Can we meet at 9:30? At the southern end? See you then!
Three friends happily greet each other, find comfortable seats and order coffees and teas. School starts next week. We exchange books: Interactive Writing, Literacy Work Stations, Narrative Inquiry – but today, we don’t take the time to peruse and discuss them. Instead, conversation flows around the new school year. “Have you been into your room yet?” “How many children in your class this year?” “Will you do anything differently?”
We discuss concerns about typically ‘touchy’ topics—levelled books, sight words, home reading…. and today, the new Australian curriculum. We share classroom ideas—about building word walls, using new picture books, adapting aspects of the Daily5.

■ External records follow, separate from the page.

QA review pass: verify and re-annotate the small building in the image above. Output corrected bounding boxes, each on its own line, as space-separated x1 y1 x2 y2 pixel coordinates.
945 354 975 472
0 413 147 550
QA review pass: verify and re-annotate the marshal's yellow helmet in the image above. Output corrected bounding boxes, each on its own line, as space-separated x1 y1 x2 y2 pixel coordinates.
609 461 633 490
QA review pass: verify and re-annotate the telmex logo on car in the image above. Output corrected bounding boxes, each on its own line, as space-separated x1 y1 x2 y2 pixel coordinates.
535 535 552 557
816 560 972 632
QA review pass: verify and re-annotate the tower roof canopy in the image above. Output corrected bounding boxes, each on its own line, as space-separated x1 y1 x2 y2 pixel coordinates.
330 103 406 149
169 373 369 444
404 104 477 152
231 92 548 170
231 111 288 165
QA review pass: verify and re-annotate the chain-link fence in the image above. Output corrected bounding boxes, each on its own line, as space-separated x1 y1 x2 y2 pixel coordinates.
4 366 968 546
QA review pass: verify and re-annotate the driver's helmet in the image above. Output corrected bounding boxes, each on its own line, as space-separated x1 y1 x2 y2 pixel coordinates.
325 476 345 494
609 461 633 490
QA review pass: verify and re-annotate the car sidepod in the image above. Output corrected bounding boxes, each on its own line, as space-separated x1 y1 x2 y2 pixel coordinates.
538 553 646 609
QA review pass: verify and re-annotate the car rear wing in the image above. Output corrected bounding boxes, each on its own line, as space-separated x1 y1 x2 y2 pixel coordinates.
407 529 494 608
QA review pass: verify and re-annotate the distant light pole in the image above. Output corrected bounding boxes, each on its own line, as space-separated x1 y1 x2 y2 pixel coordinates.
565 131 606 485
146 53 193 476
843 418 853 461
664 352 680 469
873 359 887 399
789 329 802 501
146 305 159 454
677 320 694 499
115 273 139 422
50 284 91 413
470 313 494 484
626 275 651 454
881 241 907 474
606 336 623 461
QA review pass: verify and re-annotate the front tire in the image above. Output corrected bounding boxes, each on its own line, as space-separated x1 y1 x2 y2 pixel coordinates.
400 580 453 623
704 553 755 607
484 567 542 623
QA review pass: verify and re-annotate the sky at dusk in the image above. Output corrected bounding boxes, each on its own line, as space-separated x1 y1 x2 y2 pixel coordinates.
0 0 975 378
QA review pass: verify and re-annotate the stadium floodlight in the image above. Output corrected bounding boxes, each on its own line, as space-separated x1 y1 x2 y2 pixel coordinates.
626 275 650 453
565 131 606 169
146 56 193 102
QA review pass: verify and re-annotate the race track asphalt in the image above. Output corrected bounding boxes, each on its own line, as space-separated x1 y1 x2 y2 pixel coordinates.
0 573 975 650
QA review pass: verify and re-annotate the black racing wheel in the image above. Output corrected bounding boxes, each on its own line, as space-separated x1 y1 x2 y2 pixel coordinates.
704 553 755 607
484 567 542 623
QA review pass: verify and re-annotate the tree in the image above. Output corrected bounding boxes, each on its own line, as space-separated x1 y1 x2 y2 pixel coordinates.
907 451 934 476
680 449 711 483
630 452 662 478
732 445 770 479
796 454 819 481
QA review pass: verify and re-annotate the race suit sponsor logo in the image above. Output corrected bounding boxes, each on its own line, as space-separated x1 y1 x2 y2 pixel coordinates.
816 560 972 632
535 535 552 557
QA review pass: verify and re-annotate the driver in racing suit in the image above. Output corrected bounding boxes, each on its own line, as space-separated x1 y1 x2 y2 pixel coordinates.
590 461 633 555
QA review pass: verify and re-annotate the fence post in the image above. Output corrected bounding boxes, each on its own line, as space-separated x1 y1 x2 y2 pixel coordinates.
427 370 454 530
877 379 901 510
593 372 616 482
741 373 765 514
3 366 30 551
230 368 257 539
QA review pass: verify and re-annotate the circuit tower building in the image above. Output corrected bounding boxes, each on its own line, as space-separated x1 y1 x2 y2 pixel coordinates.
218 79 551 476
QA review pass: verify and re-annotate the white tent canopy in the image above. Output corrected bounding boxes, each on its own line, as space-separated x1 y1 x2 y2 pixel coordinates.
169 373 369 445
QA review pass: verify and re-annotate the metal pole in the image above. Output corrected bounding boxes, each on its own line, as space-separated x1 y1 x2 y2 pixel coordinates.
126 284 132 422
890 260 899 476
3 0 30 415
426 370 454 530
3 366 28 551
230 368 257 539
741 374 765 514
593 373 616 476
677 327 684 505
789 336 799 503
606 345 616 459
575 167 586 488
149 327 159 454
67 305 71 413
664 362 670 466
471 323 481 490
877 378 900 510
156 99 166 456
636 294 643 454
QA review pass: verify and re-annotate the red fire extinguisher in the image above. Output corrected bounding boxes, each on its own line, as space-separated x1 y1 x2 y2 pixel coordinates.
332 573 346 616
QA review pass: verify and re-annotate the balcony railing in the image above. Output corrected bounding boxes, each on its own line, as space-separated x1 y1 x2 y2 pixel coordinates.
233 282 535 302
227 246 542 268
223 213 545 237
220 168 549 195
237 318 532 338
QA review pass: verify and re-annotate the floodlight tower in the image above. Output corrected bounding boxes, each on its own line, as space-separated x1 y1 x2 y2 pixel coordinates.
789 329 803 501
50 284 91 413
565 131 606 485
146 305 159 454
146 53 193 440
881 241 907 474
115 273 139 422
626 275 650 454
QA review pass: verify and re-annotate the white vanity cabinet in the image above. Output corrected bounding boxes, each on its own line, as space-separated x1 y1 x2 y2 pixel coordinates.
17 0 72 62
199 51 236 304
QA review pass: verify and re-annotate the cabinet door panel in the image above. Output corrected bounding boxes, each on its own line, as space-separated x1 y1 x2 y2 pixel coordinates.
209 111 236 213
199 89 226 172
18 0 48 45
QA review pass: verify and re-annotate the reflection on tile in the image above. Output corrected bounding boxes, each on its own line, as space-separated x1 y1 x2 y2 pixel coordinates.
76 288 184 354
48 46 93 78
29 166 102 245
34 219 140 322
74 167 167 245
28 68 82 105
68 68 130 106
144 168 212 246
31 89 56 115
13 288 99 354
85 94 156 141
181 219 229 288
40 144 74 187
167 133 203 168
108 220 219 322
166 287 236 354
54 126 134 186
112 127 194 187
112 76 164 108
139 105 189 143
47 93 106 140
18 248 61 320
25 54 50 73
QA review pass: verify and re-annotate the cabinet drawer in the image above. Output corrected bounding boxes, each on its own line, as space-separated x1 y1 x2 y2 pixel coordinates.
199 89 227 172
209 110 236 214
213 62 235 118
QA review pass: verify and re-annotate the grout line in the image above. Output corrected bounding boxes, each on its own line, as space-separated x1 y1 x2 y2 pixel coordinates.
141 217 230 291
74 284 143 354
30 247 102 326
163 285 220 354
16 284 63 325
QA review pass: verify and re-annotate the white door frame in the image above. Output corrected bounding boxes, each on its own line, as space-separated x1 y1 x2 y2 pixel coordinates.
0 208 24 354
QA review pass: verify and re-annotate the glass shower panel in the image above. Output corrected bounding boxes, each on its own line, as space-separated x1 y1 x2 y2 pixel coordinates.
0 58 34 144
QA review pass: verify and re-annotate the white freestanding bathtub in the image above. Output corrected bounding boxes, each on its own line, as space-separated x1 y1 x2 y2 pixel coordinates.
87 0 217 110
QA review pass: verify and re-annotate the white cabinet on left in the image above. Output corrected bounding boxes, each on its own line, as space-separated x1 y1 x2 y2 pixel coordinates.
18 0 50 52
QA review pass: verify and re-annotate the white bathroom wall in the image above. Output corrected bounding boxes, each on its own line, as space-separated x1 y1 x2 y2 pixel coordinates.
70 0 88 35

Finally, we encourage personal growth interests—blogging, Pinterest, photography – pursuits that are important to our professional and personal lives, despite family commitments, work constraints and never enough time. We’ll continue to text, email and meet over coffee.
In the meantime…
Here are two resources to help you get started with school:
1: A re-publish of my Starting School Series of blogs which will be e-mailed to my blog subscribers daily this week, including:
4 Days to go – organising activity areas: mat area, computer area, word wall…
3 Days to go – unpacking, sorting and starting the calendar wall…
2 Days to go – selecting reading, maths, science & art materials…
1 Day to go – message board, name tags, book baskets, hands-on materials…
First day – getting children reading, writing and drawing on day one…
and
2: Three downloads of rhymes – ideal for beginning readers in the first weeks of school. Click on a title and save or print your copy:
10 Rhymes to start the year
Ten lyrical rhymes to use with your beginning readers.
8 Number Rhymes
Eight great counting and number rhymes for beginning readers.
8 Transition Rhymes
Eight ryhmes for early years teachers to transition children smoothly from one activity to another.
ENJOY!
Coral
Comments on: "Thinking about school – over coffee" (2)
Now that I have spent a few days with my new class, I can see that there are some whose literacy levels are fairly high, and others who seem to be at the very beginning. Do you have any suggestions for managing these differences and in particular:
* when some children run memorised lines from a book together, pointing to one word, but
saying about three.
* when some children can not form letters in writing, or they write them from the bottom, or
back to front.
* when children are expected to be writing a sentence every day in the curriculum, but
some children’s literacy level means they’re flat out copying a letter correctly.
I’d love to hear how you have tackled these difficulties getting going. Many thanks, Sally
Hi Sally,
Differences in literacy levels are not uncommon in Early Years classrooms. How you deal with the differences is the important part.
I will answer your questions in a blog post shortly. Meanwhile – enjoy getting to know the children. Look at what the children CAN do and build from there. Have fun!